Personal reference file.
This is a transcription/format conversion of an existing private reference document.
Protocol V — Personal Research Dosing & Reconstitution Reference (v25 MASTER COMPLETE)
All prior reconstitution + unit-draw guidance preserved. Protocol blocks added after Notes for IGF + GH axis.
GH / IGF Axis
Hexarelin
Primary lane: Growth hormone pulse (GHRP)
Max effective dose: ~200–300 mcg
Vial size: 5 mg
Reconstitution: 3.0 mL total volume
Concentration: ~1,666 mcg/mL
Reference draws (U-100): 200 mcg = 12 units | 250 mcg = 15 units | 300 mcg = 18 units
Carb guidance: Avoid carbs 60–90 min before and ~45 min after
Notes:
- Aggressive GH driver; consider shorter blocks vs long continuous runs.
Protocol:
- Timing: Fasted AM or pre-bed
- Frequency: 1–2× daily
- Carbs: Avoid 60–90 min pre-dose
- Cycle length: 4–6 weeks ON
- Time OFF: 2–4 weeks OFF
- Notes: Aggressive GH driver; can stack with CJC-1295 (No DAC); do not stack with GHRP-2; rotate to Ipamorelin for longer runs
GHRP-2
Primary lane: Growth hormone pulse (potent GHRP)

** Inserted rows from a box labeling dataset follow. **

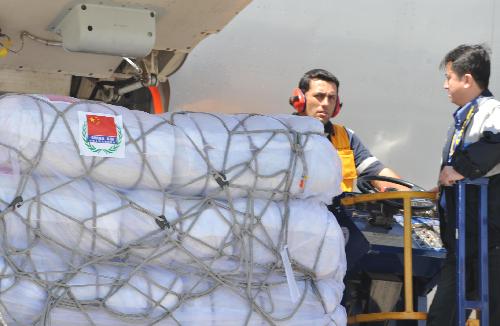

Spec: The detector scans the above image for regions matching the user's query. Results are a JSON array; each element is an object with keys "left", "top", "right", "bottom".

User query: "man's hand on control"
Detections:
[{"left": 439, "top": 166, "right": 464, "bottom": 187}]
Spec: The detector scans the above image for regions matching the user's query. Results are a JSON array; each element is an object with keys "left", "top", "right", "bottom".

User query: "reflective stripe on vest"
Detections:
[{"left": 330, "top": 124, "right": 358, "bottom": 191}]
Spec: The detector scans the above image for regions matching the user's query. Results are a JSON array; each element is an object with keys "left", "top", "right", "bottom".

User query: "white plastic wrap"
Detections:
[
  {"left": 0, "top": 95, "right": 175, "bottom": 189},
  {"left": 67, "top": 265, "right": 182, "bottom": 318},
  {"left": 0, "top": 95, "right": 346, "bottom": 326},
  {"left": 169, "top": 113, "right": 341, "bottom": 203},
  {"left": 173, "top": 278, "right": 345, "bottom": 325},
  {"left": 122, "top": 191, "right": 346, "bottom": 280},
  {"left": 0, "top": 257, "right": 47, "bottom": 325},
  {"left": 0, "top": 174, "right": 122, "bottom": 255}
]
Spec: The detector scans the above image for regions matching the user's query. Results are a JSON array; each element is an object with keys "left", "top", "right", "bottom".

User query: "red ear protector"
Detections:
[{"left": 288, "top": 88, "right": 342, "bottom": 118}]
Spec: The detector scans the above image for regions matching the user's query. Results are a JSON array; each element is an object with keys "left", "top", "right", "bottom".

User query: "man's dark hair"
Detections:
[
  {"left": 440, "top": 44, "right": 490, "bottom": 89},
  {"left": 299, "top": 69, "right": 340, "bottom": 93}
]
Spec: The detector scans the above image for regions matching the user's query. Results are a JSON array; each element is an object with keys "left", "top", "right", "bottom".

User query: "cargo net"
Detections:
[{"left": 0, "top": 95, "right": 346, "bottom": 325}]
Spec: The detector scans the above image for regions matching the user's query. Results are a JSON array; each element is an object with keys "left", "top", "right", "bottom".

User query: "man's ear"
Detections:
[{"left": 462, "top": 74, "right": 475, "bottom": 88}]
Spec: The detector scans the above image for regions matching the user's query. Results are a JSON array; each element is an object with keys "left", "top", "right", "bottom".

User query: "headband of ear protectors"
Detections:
[
  {"left": 288, "top": 88, "right": 342, "bottom": 118},
  {"left": 0, "top": 31, "right": 12, "bottom": 58}
]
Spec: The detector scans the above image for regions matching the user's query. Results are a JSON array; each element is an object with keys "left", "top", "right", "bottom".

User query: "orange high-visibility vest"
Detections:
[{"left": 330, "top": 124, "right": 358, "bottom": 191}]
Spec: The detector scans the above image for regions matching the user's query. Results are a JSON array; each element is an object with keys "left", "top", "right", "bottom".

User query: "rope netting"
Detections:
[{"left": 0, "top": 94, "right": 346, "bottom": 325}]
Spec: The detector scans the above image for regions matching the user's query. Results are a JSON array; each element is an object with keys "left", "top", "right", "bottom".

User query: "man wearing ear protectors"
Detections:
[
  {"left": 290, "top": 69, "right": 402, "bottom": 191},
  {"left": 290, "top": 69, "right": 408, "bottom": 276}
]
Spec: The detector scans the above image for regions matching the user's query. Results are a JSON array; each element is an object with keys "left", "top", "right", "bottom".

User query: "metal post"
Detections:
[{"left": 455, "top": 178, "right": 489, "bottom": 326}]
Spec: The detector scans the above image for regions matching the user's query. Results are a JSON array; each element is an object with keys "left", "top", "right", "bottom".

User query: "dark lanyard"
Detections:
[{"left": 448, "top": 99, "right": 477, "bottom": 163}]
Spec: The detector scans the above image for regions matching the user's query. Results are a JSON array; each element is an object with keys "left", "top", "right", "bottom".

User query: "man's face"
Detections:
[
  {"left": 443, "top": 62, "right": 470, "bottom": 106},
  {"left": 304, "top": 79, "right": 337, "bottom": 123}
]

Max effective dose: ~200–300 mcg
Vial size: 5 mg
Reconstitution: 3.0 mL total volume
Concentration: ~1,666 mcg/mL
Reference draws (U-100): 200 mcg = 12 units | 250 mcg = 15 units | 300 mcg = 18 units
Carb guidance: Avoid carbs 60–90 min before and ~45 min after
Notes:
- Stronger pulse than Hex for some; appetite/cortisol/prolactin effects can be more noticeable.
Protocol:
- Timing: Fasted AM or pre-bed
- Frequency: 1–2× daily
- Carbs: Avoid 60–90 min pre-dose
- Cycle length: 4–6 weeks ON
- Time OFF: 2–4 weeks OFF
- Notes: Strong GH pulse; appetite/cortisol effects possible; do not stack with Hexarelin; rotate rather than extend
Ipamorelin
Primary lane: Growth hormone pulse (low side-effect GHRP)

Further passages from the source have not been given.